Leveling the Playing Field

It is always a shock when we learn that someone we have held in high esteem has committed a crime or egregious sin and has fallen from the pedestal we had put them on. I recently watched a movie that told the story of the head of a very popular news organization and how he fell from his high tower of power when his sexual exploitation of several female employees was revealed. It was an eye-opener.

Perhaps that says more about our tendency to erect pedestals than anything else. Society has a way of creating a hierarchy built on power, wealth, and social status. Sin has a way of knocking all of that down. The only safe pedestal to perch upon is the word of God.

In the twenty-first chapter of Matthew, Jesus had a conversation with the chief priests and elders of the people. They were at the top of the food chain in Israel and loved to flaunt their status. They had the audacity to question Jesus about his authority, as if their self-assigned societal authority gave them the right to question the Son of God.

As if!

See how handily Jesus knocks them off their man-made pedestals:

Matthew 21 (Common English Bible)

28 “What do you think? A man had two sons. Now he came to the first and said, ‘Son, go and work in the vineyard today.’

29 “‘No, I don’t want to,’ he replied. But later he changed his mind and went.

30 “The father said the same thing to the other son, who replied, ‘Yes, sir.’ But he didn’t go.

31 “Which one of these two did his father’s will?”

They said, “The first one.”

Jesus said to them, “I assure you that tax collectors and prostitutes are entering God’s kingdom ahead of you. 32 For John came to you on the righteous road, and you didn’t believe him. But tax collectors and prostitutes believed him. Yet even after you saw this, you didn’t change your hearts and lives and you didn’t believe him.

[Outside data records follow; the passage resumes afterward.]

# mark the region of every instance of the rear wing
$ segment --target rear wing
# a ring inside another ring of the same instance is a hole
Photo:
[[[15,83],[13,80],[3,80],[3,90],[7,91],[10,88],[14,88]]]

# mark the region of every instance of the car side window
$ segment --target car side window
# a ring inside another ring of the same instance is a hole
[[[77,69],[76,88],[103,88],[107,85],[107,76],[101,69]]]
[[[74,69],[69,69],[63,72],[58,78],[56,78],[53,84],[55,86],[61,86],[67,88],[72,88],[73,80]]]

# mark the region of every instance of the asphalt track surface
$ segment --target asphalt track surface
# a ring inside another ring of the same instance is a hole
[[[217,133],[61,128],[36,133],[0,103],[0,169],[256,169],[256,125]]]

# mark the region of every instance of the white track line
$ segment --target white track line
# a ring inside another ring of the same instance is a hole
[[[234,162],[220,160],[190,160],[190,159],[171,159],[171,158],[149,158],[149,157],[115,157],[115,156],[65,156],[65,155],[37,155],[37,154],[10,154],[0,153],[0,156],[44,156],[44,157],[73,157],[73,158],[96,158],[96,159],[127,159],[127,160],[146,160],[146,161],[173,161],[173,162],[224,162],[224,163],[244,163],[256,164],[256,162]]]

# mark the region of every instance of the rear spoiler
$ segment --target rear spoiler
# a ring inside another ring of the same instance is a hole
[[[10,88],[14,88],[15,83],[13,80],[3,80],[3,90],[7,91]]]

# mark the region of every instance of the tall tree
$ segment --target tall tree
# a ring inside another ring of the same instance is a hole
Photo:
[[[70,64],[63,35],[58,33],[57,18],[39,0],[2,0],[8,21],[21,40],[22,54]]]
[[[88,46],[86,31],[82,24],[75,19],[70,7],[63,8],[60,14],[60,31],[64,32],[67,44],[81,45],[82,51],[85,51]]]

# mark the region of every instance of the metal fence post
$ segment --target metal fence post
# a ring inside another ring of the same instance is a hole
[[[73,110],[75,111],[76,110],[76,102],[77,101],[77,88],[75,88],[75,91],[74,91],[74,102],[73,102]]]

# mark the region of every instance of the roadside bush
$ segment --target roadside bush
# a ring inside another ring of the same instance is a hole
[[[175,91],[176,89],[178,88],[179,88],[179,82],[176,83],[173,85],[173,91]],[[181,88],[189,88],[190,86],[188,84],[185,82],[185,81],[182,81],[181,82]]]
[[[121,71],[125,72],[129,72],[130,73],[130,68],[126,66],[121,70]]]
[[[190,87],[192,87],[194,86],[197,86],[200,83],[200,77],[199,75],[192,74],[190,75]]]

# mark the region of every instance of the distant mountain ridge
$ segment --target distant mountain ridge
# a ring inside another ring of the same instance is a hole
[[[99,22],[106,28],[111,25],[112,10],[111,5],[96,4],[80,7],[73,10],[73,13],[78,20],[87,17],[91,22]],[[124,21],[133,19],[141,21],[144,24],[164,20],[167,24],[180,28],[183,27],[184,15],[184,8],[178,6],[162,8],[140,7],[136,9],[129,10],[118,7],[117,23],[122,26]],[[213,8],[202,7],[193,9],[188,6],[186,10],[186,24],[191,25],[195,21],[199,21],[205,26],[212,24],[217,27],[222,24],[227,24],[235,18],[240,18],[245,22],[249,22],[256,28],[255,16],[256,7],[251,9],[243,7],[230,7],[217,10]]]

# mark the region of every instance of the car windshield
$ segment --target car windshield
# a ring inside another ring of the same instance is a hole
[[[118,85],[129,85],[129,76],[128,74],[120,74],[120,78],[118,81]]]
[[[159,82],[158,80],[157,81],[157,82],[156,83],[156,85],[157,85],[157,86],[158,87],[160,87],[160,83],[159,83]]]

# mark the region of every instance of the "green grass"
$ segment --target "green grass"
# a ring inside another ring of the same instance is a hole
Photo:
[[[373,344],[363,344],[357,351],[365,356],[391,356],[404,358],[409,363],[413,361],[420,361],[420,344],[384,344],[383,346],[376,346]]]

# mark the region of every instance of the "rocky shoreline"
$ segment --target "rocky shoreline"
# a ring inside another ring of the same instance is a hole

Whoa, Nellie. That was a deep cut. The prostitutes and the TAX COLLECTORS? Surely that rankled the chief priests. Jesus effectively mopped the floor with their over-blown pretensions and their misunderstanding of “greatness.”

To be the first, one must commit to being the last. To enter the kingdom of God, one must be humble. Securing eternal life requires changing our hearts, minds, and LIVES. Walking God’s righteous road is the way.

Look at the pedestal you are currently standing on. If you see privilege, position, wealth, status, or arrogance there, jump off and save yourself.